By Angelika Papamiltiadou
ATHENS (MNI) – Officials from the European Commission, the European
Central Bank and the International Monetary Fund will embark Monday on a
new round of inspections in Greece to measure the progress made on
implementing fiscal austerity measures agreed in exchange for the E110
billion emergency loan facility signed last May.

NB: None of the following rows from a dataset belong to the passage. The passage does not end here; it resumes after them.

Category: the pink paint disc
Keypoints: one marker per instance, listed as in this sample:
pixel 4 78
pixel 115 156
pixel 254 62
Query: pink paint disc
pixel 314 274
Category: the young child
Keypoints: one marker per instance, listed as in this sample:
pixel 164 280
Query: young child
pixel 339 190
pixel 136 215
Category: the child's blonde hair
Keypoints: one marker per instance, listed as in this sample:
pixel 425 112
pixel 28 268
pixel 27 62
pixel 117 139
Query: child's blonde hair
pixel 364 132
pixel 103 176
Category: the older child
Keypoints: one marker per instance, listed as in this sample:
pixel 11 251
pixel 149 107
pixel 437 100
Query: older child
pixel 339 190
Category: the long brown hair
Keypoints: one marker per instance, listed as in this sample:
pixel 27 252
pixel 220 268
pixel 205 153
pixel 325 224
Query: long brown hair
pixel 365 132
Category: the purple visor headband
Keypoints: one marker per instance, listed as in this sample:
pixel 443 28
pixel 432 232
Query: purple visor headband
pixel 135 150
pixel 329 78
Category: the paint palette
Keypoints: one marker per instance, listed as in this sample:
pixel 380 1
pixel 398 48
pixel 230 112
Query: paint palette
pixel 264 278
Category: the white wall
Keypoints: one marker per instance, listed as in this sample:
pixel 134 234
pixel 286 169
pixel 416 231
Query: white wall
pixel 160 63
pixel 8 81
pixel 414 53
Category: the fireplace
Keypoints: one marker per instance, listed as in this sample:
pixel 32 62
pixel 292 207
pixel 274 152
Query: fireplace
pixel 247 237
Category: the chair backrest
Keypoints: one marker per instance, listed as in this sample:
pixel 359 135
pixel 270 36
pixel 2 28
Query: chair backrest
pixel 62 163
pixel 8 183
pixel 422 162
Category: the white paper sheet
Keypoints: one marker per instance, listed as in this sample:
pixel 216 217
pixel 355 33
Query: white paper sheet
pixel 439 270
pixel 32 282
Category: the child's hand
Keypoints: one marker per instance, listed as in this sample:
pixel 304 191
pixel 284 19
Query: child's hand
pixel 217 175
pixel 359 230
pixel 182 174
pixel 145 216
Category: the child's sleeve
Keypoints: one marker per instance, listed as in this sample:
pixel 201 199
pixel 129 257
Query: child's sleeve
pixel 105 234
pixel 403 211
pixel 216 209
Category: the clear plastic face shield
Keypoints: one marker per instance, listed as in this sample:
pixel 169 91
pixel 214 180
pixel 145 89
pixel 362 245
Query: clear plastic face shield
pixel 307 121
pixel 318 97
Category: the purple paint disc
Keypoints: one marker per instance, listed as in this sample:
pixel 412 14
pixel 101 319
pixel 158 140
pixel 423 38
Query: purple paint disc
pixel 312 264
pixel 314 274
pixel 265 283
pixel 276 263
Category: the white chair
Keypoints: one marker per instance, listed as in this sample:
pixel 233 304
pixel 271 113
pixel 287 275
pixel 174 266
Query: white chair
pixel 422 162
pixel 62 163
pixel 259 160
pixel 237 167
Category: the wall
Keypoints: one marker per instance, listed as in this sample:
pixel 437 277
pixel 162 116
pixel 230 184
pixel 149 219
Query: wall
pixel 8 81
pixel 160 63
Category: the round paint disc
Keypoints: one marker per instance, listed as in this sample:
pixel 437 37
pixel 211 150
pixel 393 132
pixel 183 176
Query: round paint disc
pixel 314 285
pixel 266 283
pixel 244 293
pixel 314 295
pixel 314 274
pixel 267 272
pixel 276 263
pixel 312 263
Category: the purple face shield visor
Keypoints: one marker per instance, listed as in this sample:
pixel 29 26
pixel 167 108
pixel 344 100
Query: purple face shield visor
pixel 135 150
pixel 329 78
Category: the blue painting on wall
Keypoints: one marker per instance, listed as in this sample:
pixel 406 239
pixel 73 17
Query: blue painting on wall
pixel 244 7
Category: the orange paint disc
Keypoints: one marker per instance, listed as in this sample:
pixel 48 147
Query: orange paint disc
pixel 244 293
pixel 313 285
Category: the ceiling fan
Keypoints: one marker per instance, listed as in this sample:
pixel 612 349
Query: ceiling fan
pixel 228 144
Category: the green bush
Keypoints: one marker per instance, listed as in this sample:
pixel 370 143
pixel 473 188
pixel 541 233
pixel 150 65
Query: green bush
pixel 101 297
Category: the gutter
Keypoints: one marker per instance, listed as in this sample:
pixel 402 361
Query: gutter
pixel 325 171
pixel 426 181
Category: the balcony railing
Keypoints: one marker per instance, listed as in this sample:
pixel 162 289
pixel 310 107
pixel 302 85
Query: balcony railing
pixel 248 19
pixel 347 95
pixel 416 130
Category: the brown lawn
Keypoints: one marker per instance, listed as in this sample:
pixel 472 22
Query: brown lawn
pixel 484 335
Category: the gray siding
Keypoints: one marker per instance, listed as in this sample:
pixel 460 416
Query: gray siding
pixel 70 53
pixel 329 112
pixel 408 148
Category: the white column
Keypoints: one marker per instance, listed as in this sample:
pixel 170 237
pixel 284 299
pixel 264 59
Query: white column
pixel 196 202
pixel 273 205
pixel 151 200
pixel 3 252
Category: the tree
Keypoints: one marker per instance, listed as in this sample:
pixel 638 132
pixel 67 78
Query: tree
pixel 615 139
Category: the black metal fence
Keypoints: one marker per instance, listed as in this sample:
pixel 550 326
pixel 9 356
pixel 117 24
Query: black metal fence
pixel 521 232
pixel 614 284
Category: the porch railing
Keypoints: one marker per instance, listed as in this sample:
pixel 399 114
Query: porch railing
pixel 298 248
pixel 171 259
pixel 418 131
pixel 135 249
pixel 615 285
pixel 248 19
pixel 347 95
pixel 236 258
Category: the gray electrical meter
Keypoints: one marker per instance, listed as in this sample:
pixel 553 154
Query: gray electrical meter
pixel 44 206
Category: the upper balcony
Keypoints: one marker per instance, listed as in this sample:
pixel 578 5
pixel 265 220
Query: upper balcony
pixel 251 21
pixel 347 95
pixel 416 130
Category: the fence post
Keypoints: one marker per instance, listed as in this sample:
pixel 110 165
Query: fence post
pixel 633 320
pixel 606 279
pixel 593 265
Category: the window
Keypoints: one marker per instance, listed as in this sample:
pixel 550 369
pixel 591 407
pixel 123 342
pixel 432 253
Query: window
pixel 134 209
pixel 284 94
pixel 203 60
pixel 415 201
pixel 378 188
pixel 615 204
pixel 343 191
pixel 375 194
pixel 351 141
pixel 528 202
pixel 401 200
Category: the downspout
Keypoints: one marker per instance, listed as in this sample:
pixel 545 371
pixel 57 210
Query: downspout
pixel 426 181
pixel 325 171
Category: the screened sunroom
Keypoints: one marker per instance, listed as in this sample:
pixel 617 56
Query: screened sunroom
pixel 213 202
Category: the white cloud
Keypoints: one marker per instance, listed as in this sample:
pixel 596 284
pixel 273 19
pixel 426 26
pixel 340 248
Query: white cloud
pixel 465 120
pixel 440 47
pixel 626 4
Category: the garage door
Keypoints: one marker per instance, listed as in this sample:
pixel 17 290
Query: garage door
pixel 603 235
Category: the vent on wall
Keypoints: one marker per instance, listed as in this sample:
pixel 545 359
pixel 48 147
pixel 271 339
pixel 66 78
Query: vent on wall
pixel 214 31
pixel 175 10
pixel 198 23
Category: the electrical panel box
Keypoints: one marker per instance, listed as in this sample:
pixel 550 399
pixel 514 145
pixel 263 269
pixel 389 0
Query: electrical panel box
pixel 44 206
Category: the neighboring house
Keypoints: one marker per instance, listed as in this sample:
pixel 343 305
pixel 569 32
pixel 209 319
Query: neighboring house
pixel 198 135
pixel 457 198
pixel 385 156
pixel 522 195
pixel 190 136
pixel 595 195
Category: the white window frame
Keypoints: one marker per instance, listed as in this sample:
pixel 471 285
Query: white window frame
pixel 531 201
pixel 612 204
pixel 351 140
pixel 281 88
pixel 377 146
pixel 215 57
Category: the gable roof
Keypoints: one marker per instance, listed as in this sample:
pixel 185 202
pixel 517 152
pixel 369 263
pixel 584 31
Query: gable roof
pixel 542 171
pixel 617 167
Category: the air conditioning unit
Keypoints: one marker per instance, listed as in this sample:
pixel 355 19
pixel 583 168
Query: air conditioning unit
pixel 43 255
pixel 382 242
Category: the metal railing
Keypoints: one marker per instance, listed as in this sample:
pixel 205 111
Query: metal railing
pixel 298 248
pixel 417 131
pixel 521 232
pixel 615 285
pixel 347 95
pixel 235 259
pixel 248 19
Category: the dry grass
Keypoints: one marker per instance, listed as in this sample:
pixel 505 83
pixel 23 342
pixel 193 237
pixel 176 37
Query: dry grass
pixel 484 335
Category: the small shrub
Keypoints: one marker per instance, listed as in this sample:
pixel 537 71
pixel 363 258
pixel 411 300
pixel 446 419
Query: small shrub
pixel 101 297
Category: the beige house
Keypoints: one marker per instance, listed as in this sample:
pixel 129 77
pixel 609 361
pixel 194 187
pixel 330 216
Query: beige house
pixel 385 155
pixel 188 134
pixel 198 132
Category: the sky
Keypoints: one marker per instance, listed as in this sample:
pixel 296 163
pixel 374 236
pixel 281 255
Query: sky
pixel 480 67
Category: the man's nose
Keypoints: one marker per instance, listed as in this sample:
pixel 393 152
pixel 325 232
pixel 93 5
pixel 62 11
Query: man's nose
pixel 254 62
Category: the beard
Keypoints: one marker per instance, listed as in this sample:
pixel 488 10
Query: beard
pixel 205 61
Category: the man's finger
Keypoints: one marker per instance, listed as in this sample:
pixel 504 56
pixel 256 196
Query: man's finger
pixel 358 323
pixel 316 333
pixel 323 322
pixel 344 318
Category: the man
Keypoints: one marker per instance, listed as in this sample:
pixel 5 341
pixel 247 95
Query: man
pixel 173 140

The second installment, worth E9 billion, has already been approved
and is expected to be disbursed tomorrow. The third installment should
be released in December.
Officials of the so-called “troika” will work with the Greek
Finance Ministry to draft measures for the 2011 budget and will push for
deregulation of the energy market and of closed professions, as well as
for speedier collection of data and the restructuring of indebted public
utility companies (DEKO).
European Commission sources said the officials will also push for
further cuts in public spending to offset the lower-than-expected
revenues reported by Greece so far. According to preliminary data
released by the Finance Ministry, net revenues rose 3.3% year-on-year in
the January through August period, far below the 13.7% annual target for
2010 set in the loan agreement.
The Commission is worried that the revenue target will not be met
and that therefore corrective measures, as stated in the agreement,
might be needed.
The Greek economy contracted by 3.7% y/y in the second quarter of
the year, more than expected, and there is concern that tax revenues
will remain below target.
Speaking at a press conference in Thessaloniki yesterday, Greek
prime minister George Papandreou said that no new austerity measures
will be implemented as long as “we do well,” but he did not exclude the
possibility of extending current measures in case revenues fall short.
“There are no new measures, only those we agreed in the loan
package of E110 billion,” Papandreou told reporters. “The revenue
slippage is around E1.5 billion. With the pace at which we are advancing
and with the measures we have already taken, we are confident that we
will reach the 2010 goal.”
The May loan agreement stipulates that in case the 2010 targets are
not met, the Greek government must extend tax hikes implemented in the
current measures, including on such items as tobacco, fuel and alcoholic
beverages.
Papandreou also rejected talk of restructuring Greece’s public
debt, saying it would be “catastrophic for the economy, for credibility
and for the country’s future.”
“We would be talking about the collapse of our banking system, it
would be a tragedy for households,” he said. “We are not even discussing
it.”
Papandreou defended the austerity measures imposed by the
government, which have resulted in drastic cuts to salaries, benefits
and pensions. “If all taxpayers paid their taxes, we would not have a
memorandum [requiring austerity], we would have lower tax rates,” he
said.
The prime minister noted that the year 2013 will mark the end of
the loan agreement, arguing that “the faster we implement the big
changes, the faster we will be able to exit the terms of the memorandum.
This could happen even before 2013 if all goes well.”
Asked to comment on the high spreads of Greek bonds, Papandreou
said there “is obviously fear in the markets and a crowd-like sentiment
and reaction.”
He added: “There is fear and risk relating to Greece, but we are
showing we are stronger and much more capable to deal with
problems…which will bring down the spreads.”
The premier did not announce any handouts to lower income
individuals or retirees as is traditionally done every year in the
Thessaloniki press-conference, where the annual agenda of the government
is unveiled. But he promised that, in an effort to boost market
liquidity, he would bring forward to 2011 from 2014 planned cuts in
retained earnings tax from 24% to 20%.
Papandreou added that he would ask the finance ministry to draft an
aid package for poor pensioners, “depending on how revenues go.”